9 Android Apps On Google Play Caught Distributing AlienBot Banker and MRAT Malware

Cybersecurity researchers have discovered a new malware dropper
contained in as many as 9 Android apps distributed via Google Play
Store that deploys a second stage malware capable of gaining
intrusive access to the financial accounts of victims as well as
full control of their devices.

“This dropper, dubbed Clast82, utilizes a series of techniques
to avoid detection by Google Play Protect detection, completes the
evaluation period successfully, and changes the payload dropped
from a non-malicious payload to the AlienBot Banker and MRAT,”
Check Point researchers Aviran Hazum, Bohdan Melnykov, and Israel
Wernik said in a write-up published^[1]
today.

The apps that were used for the campaign include Cake VPN,
Pacific VPN, eVPN, BeatPlayer, QR/Barcode Scanner MAX, Music
Player, tooltipnatorlibrary, and QRecorder. After the findings were
reported to Google on January 28, the rogue apps were removed from
the Play Store on February 9.

Malware authors have resorted to a variety of methods to bypass
app store vetting mechanisms. Whether be it using encryption to
hide strings from analysis engines, creating rogue versions of
legitimate apps, or crafting fake reviews to lure users into
downloading the apps, fraudsters have hit back at Google’s attempts
to secure the platform by constantly developing new techniques to
slip through the net.

Equally popular are other methods like versioning, which refers
to uploading a clean version of the app to the Play Store to build
trust among users and then sneakily adding unwanted code at a later
stage via app updates, and incorporating time-based delays to
trigger the malicious functionality in an attempt to evade
detection by Google.

Clast82 is no different in that it utilizes Firebase as a
platform for command-and-control (C2) communication and makes use
of GitHub to download the malicious payloads, in addition to
leveraging legitimate and known open-source Android applications to
insert the Dropper functionality.

“For each application, the actor created a new developer user
for the Google Play store, along with a repository on the actor’s
GitHub account, thus allowing the actor to distribute different
payloads to devices that were infected by each malicious
application,” the researchers noted.

For instance, the malicious Cake VPN app was found to be based
on an open-sourced version^[2]
of its namesake created by a Dhaka-based developer by the name of
Syed Ashraf Ullah. But once the app is launched, it takes advantage
of the Firebase real-time database to retrieve the payload path
from GitHub, which is then installed on the target device.

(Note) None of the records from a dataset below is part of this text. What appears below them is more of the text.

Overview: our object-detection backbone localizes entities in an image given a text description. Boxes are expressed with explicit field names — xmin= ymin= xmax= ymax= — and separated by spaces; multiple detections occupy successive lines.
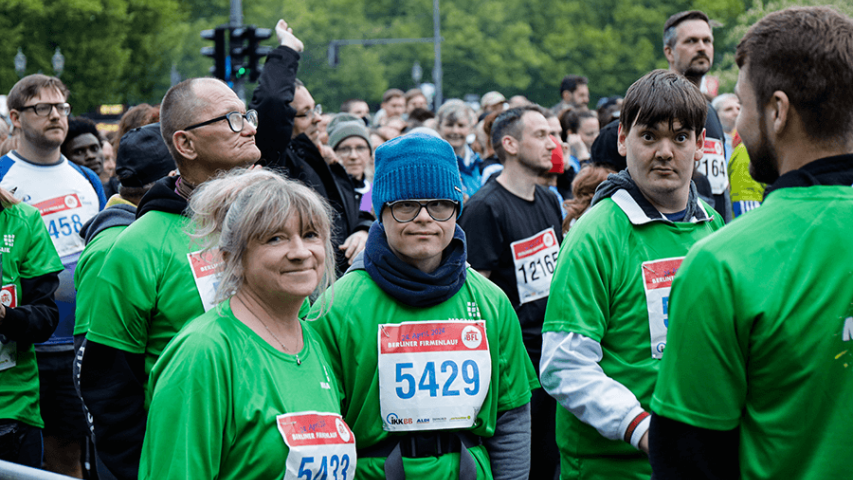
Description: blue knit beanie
xmin=373 ymin=133 xmax=462 ymax=222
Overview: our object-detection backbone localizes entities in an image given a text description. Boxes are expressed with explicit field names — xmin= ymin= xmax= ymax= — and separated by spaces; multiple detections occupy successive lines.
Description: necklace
xmin=237 ymin=298 xmax=302 ymax=365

In the event the option to install apps from unknown sources has
been turned off, Clast82 repeatedly urges the user every five
seconds with a fake “Google Play Services” prompt to enable the
permission, ultimately using it to install AlienBot, an Android
banking MaaS (malware-as-a-service) capable of stealing credentials
and two-factor authentication codes from financial apps.

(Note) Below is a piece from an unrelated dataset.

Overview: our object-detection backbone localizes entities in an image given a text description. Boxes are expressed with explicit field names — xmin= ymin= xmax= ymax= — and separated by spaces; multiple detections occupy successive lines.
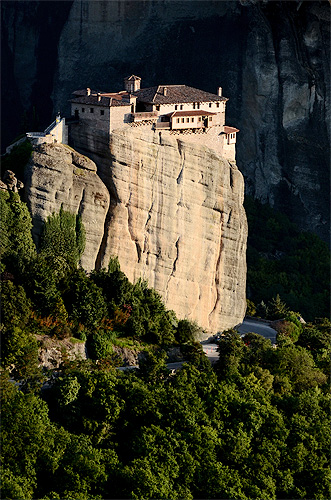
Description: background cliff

Last month, a popular barcode scanner^[3]
app with over 10 million installations turned rogue with a single
update after its ownership changed hands. In a similar development,
a Chrome extension by the name of The Great Suspender^[4]
was deactivated following reports that the add-on stealthily added
features that could be exploited to execute arbitrary code from a
remote server.

“The hacker behind Clast82 was able to bypass Google Play’s
protections using a creative, but concerning, methodology,” Hazum
said. “With a simple manipulation of readily available 3rd party
resources — like a GitHub account, or a FireBase account — the
hacker was able to leverage readily available resources to bypass
Google Play Store’s protections. The victims thought they were
downloading an innocuous utility app from the official Android
market, but what they were really getting was a dangerous trojan
coming straight for their financial accounts.”